Liquidity is defined as cash and cash equivalents plus available credit capacity.

Production volumes details

    Three months endedDecember  31,   Year endedDecember 31,  
Production   2022   2021   2022   2021  
Greater Placid:                  
Condensate NGLs bbl/d   843     1,211     962     1,375  
Other NGLs bbl/d   360     494     411     512  
Natural gas(1) mcf/d   10,259     13,181     11,149     14,537  
Total Greater Placid boe/d   2,913     3,902     3,232     4,310  
                   
Greater Kaybob:                  
Oil(2) bbl/d   1,707     1,885     1,886     2,164  
Other NGLs bbl/d   266     342     319     344  
Natural gas(1) mcf/d   4,526     5,603     5,020     5,969  
Total Greater Kaybob boe/d   2,727     3,161     3,041     3,503  
                   
Light Oil:                  
Oil(2) bbl/d   1,707     1,885     1,886     2,164  
Condensate NGLs bbl/d   843     1,211     962     1,375  
Oil and condensate NGLs bbl/d   2,550     3,096     2,848     3,539  
Other NGLs bbl/d   626     836     730     856  
Natural gas(1) mcf/d   14,785     18,784     16,169     20,506  
Total Light Oil division boe/d   5,640     7,063     6,273     7,813  
Total Thermal Oil division bitumen bbl/d   30,210     28,084     28,989     26,805  
Total Company production boe/d   35,850     35,147     35,262     34,618  

(1)   Comprised of 99% or greater of shale gas, with the remaining being conventional natural gas. (2)   Comprised of 99% or greater of tight oil, with the remaining being light and medium crude oil.

This News Release also makes reference to Athabasca’s forecasted total average daily production of 34,500 – 36,000 boe/d for 2023. Athabasca expects that ~84% of that production will be comprised of bitumen, 7% shale gas, 4% tight oil, 3% condensate natural gas liquids and 2% other natural gas liquids.

This News Release makes reference to Athabasca’s three well results in Two Creeks that have seen average productivity of ~500 boe/d IP180s (94% Liquids), which is comprised of ~92% tight oil, ~6% shale gas and ~2% NGLs.
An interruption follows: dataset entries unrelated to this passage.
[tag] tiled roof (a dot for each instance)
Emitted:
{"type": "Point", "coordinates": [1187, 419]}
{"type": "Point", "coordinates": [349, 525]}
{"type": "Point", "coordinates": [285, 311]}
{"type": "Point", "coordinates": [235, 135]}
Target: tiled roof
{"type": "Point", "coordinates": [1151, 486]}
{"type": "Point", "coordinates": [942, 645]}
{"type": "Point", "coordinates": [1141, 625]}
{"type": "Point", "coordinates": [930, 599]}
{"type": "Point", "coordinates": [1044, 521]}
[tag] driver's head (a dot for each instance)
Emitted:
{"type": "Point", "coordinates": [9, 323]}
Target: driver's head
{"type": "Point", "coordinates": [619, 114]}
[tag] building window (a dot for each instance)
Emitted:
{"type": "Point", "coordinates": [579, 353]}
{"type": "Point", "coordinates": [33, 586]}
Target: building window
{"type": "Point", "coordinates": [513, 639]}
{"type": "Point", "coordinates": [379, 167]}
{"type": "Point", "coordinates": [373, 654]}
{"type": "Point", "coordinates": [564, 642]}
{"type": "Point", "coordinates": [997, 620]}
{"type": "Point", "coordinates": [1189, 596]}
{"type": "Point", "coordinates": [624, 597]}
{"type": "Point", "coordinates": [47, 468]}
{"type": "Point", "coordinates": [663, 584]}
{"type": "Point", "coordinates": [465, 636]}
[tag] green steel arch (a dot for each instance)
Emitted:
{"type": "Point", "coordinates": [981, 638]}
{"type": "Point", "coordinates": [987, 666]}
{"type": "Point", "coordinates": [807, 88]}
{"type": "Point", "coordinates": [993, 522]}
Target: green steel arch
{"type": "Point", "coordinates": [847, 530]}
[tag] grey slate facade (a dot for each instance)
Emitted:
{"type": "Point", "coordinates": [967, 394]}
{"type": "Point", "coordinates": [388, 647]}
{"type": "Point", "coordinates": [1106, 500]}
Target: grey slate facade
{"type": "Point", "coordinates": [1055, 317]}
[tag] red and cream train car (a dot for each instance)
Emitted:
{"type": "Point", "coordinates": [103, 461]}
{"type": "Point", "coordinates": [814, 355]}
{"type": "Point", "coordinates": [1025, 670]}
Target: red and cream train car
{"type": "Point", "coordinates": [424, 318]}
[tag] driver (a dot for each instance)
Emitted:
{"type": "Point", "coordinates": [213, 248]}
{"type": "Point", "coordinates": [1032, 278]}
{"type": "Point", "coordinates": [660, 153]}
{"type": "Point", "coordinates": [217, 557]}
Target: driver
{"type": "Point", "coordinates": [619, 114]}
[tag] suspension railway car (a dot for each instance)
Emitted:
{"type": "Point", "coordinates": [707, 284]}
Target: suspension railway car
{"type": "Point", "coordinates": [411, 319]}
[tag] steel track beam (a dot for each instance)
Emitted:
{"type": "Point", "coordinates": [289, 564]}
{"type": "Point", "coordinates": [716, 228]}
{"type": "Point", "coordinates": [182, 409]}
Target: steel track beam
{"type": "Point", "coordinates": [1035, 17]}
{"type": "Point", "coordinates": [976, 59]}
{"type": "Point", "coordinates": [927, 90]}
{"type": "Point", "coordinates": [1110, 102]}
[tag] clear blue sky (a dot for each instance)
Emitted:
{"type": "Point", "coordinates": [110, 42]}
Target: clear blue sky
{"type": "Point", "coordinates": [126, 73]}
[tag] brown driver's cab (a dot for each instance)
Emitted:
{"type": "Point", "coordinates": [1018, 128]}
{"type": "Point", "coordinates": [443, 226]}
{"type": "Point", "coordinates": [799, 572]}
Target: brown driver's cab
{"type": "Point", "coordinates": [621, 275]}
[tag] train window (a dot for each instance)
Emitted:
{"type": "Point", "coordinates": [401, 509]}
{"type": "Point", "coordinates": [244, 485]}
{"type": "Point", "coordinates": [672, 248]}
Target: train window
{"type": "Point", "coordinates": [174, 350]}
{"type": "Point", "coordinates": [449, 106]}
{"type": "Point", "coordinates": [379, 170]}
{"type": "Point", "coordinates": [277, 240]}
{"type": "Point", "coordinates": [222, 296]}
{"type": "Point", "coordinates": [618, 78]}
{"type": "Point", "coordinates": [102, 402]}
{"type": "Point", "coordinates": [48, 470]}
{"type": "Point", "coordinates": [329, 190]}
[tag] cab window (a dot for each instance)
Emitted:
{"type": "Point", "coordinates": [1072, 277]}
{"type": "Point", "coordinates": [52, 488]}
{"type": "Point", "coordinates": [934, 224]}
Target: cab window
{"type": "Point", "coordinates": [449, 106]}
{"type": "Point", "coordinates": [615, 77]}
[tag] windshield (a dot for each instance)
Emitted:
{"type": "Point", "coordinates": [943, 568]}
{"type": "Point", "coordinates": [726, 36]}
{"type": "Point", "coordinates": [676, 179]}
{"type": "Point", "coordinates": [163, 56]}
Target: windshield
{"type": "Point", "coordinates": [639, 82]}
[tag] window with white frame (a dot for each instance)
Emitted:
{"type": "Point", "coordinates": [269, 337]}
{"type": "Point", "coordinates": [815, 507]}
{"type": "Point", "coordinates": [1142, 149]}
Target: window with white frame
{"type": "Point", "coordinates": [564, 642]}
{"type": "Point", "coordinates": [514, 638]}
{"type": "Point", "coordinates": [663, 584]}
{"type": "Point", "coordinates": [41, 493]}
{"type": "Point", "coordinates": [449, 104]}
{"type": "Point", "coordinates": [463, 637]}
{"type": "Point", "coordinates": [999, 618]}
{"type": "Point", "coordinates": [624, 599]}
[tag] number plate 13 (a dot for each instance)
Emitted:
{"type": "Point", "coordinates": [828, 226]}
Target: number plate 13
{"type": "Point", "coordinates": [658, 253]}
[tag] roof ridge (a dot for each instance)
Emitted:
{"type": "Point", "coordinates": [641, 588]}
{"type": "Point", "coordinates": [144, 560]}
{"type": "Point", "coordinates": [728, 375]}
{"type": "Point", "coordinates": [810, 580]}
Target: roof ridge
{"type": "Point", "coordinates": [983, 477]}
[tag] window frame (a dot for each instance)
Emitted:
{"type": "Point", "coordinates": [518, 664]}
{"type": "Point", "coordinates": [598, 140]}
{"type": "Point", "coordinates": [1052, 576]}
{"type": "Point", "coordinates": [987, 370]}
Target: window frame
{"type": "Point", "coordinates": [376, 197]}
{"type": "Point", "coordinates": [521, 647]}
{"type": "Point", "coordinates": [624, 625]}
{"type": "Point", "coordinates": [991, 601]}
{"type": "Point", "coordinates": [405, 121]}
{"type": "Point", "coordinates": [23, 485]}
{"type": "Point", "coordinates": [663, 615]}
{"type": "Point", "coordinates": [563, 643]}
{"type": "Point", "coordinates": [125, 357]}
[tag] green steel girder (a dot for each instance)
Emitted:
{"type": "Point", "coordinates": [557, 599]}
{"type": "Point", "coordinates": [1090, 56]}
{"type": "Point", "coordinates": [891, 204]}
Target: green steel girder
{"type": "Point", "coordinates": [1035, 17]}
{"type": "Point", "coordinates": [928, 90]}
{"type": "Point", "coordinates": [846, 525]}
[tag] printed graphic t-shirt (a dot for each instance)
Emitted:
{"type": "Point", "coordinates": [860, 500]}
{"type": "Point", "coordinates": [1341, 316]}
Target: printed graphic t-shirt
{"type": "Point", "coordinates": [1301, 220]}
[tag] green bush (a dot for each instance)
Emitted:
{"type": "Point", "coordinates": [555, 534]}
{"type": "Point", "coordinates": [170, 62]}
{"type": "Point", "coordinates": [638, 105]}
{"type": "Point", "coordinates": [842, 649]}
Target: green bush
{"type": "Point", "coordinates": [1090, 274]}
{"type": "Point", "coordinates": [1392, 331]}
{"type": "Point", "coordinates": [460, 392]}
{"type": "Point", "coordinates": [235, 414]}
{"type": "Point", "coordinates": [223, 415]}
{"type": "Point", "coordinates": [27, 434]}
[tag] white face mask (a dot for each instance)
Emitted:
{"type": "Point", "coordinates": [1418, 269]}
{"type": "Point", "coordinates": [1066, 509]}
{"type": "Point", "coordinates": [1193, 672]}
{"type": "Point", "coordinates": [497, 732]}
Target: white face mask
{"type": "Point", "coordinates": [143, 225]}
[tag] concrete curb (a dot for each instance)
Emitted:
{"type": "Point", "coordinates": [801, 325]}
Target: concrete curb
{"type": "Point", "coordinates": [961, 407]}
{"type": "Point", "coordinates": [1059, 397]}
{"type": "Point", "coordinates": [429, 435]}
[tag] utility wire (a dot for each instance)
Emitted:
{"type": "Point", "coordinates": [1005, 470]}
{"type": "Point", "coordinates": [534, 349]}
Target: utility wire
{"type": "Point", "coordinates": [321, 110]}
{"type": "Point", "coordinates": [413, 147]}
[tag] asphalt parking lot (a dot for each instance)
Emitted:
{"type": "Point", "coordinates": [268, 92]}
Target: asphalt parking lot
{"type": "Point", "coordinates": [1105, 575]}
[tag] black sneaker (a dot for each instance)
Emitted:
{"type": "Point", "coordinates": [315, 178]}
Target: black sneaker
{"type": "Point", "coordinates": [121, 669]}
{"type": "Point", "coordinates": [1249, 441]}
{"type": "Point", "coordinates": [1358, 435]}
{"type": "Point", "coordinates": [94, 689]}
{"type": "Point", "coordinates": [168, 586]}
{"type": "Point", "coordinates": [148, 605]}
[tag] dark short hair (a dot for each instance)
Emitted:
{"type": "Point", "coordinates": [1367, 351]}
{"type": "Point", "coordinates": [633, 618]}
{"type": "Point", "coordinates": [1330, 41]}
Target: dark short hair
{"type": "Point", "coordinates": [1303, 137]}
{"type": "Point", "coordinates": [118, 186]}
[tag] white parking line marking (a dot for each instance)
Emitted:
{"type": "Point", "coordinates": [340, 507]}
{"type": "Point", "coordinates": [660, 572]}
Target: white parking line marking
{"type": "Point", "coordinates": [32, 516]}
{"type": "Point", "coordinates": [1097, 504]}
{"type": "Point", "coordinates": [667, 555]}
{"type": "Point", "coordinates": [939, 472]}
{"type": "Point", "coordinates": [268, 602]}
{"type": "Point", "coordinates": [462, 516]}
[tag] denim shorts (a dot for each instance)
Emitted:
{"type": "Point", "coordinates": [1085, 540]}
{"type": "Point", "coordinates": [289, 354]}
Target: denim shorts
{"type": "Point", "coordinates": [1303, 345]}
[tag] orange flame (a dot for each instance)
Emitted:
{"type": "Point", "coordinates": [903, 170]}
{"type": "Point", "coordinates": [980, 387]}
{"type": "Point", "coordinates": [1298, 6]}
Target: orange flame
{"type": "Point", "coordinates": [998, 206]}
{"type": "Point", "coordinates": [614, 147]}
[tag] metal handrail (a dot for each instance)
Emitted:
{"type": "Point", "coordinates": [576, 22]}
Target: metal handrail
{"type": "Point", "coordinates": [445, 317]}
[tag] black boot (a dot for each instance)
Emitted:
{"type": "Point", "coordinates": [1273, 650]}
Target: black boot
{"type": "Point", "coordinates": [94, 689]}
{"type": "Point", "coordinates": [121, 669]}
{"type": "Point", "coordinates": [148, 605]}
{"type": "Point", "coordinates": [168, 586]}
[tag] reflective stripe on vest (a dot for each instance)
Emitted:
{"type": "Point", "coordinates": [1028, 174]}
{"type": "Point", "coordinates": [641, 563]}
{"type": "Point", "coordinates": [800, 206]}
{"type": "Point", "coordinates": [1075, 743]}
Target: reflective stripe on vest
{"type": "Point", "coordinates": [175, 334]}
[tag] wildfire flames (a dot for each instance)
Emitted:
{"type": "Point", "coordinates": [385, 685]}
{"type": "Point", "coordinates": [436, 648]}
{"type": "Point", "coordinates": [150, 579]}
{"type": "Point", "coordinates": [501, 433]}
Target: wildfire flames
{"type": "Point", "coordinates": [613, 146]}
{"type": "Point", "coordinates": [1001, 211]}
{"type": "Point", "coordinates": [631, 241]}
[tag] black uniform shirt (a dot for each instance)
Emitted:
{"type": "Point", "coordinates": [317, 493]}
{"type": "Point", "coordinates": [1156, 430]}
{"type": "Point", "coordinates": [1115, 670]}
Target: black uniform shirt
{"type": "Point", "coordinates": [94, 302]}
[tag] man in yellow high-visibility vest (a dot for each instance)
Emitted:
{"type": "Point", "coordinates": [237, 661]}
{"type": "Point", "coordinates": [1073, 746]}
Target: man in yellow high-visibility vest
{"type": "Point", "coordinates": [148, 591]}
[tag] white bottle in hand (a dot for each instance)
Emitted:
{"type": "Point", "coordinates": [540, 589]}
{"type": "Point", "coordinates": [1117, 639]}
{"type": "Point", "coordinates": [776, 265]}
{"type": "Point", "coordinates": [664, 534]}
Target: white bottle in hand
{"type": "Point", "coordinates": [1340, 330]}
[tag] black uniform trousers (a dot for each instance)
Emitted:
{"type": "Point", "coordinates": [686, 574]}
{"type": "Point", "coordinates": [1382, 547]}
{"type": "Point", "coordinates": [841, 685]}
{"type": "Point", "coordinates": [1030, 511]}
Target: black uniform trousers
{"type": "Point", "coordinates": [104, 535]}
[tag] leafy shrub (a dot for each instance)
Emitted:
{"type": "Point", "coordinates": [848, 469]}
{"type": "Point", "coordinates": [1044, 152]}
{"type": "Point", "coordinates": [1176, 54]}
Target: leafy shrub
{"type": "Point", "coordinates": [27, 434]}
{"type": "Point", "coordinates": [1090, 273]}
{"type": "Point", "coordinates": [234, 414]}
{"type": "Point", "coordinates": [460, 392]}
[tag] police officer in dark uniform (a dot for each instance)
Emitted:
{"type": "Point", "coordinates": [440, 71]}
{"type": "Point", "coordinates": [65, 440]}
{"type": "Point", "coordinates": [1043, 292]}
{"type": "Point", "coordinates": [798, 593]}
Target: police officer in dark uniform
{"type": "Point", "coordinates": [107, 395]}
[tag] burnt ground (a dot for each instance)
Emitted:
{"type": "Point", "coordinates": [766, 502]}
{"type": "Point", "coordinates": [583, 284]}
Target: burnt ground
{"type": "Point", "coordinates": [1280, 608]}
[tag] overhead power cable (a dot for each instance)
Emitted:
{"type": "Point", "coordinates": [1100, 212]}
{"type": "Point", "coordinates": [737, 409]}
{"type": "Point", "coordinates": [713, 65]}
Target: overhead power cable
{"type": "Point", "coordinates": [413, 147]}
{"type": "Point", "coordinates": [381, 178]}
Additionally, the latest 12 wells at Two Creeks have seen average productivity of ~550 boe/d IP365s (85% Liquids), which is comprised of ~80% tight oil, ~15% shale gas and ~5% NGLs.

Liquids is defined as bitumen, light crude oil, medium crude oil and natural gas liquids.

Finding cost is calculated as project total capital costs divided by project reserves.

Recycle ratio is calculated by dividing estimated project operating netbacks by finding and development costs per boe.

Footnote: Refer to the “Reader Advisory” section within this news release for additional information on Non‐GAAP Financial Measures (e.g. Adjusted Funds Flow, Free Cash Flow, Excess Cash Flow, Sustaining Capital, Liquidity) and production disclosure.1 Pricing Assumptions: 2023 US$85 WTI, US$17.50 Western Canadian Select “WCS” heavy differential, C$5 AECO, and $0.75 C$/US$ FX. 2024-25 US$85 WTI, US$12.50 WCS heavy differential, C$5 AECO, and $0.75 C$/US$ FX.